I think it is the MOD that saves energy, and not the CON.
Now, if the appliance CAN be maintained in the CON mode, then the fuel savings will be compounded, and the AFUE will approach the theoretical maximum, but these types of systems have to be designed from scratch, and in retrofit conditions that is tough to do.
Now snowmelt, that is where these beauties shine. But that is considered a HUGE waste of energy by environmentalists, and will probably be one of the first energy hogs to be cut out of the energy future if the tree huggers have their way about it. Water source heat pump systems (rare) would also be an excellent application for maximum potential savings (75 degree F max operating temps).
So, in short, the energy savings comes from the MOD, not the CON. Unless your emitters are GROSSLY oversized, you will not be in the condensing mode for most of the time, but the minimum fuel savings I have seen with the application of these appliances is still 30%, and that is nothing to sneeze at. The maximum I have seen was in the 50% category, but that was a 12 story apartment complex that had about 3 pounds of washers on the barometric damper, and was 12 stories tall.
You are ideally matching the load to the capacity of a highly controlled heat source with little to no short cycle inefficiency and little to no excess air in the combustion process. When i gets cold outside, the appliance turns on and stays on, exactly matching capacity to demand, until the demand goes away.

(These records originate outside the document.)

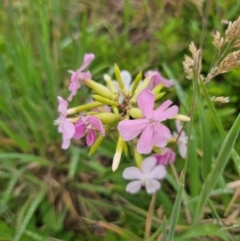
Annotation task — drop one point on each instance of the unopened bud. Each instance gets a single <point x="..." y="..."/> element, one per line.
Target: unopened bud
<point x="182" y="118"/>
<point x="136" y="113"/>
<point x="107" y="117"/>
<point x="99" y="88"/>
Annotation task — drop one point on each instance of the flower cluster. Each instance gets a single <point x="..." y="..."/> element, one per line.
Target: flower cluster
<point x="131" y="113"/>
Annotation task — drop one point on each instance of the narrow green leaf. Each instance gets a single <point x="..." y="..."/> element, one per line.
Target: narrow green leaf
<point x="218" y="167"/>
<point x="25" y="157"/>
<point x="205" y="139"/>
<point x="211" y="230"/>
<point x="176" y="209"/>
<point x="218" y="123"/>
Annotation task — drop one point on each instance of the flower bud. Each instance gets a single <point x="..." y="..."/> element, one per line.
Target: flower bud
<point x="107" y="118"/>
<point x="85" y="107"/>
<point x="99" y="89"/>
<point x="136" y="113"/>
<point x="104" y="100"/>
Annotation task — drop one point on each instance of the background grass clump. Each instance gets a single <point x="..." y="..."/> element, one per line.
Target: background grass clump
<point x="50" y="194"/>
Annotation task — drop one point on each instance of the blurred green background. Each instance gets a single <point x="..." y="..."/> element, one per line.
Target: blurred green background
<point x="50" y="194"/>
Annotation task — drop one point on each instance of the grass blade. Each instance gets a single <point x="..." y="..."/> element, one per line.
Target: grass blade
<point x="218" y="167"/>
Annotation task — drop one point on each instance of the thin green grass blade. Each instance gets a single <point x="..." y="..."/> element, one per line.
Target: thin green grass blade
<point x="218" y="167"/>
<point x="218" y="123"/>
<point x="36" y="200"/>
<point x="205" y="139"/>
<point x="176" y="209"/>
<point x="26" y="158"/>
<point x="211" y="230"/>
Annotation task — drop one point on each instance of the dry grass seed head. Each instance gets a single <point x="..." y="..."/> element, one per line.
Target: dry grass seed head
<point x="233" y="30"/>
<point x="218" y="41"/>
<point x="231" y="61"/>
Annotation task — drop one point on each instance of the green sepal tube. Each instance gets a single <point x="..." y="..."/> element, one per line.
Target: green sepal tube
<point x="110" y="84"/>
<point x="85" y="107"/>
<point x="140" y="87"/>
<point x="136" y="113"/>
<point x="157" y="89"/>
<point x="118" y="153"/>
<point x="107" y="117"/>
<point x="118" y="77"/>
<point x="96" y="144"/>
<point x="159" y="96"/>
<point x="99" y="89"/>
<point x="136" y="82"/>
<point x="104" y="100"/>
<point x="138" y="158"/>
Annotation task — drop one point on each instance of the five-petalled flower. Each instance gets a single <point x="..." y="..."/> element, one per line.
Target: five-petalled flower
<point x="153" y="132"/>
<point x="80" y="75"/>
<point x="147" y="176"/>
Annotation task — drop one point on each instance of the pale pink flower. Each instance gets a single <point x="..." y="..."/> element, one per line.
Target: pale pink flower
<point x="168" y="156"/>
<point x="147" y="176"/>
<point x="157" y="78"/>
<point x="153" y="132"/>
<point x="80" y="75"/>
<point x="182" y="139"/>
<point x="88" y="126"/>
<point x="65" y="126"/>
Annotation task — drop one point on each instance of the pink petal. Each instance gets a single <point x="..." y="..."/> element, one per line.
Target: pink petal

By the way, the boiler does still condense, even at the higher temperatures. Just not as much as it will at significantly lower temperatures. But in the upper operating regions, I don't think it is that important.
Oh, and don't forget the need for annual service, or all this energy savings potential is for naught. An unserviced, or improperly serviced modcon will WASTE fuel, not save it.
MEIt's not so much a case of "You got what you paid for", as it is a matter of "You DIDN'T get what you DIDN'T pay for, and you're NOT going to get what you thought you were in the way of comfort". Borrowed from Heatboy.
Condensing factors...........You just hit the nail on the head describing all the factors that keep a boiler in condensing mode and excess air is a biggy. I saw a neat presentation on that very subject at a Viessmann training meeting dealing with the new Vitodens and how they have optimized combustion based on all the factors you noted. The performance of the burner in that unit is what every fuel burning appliance should be targeting.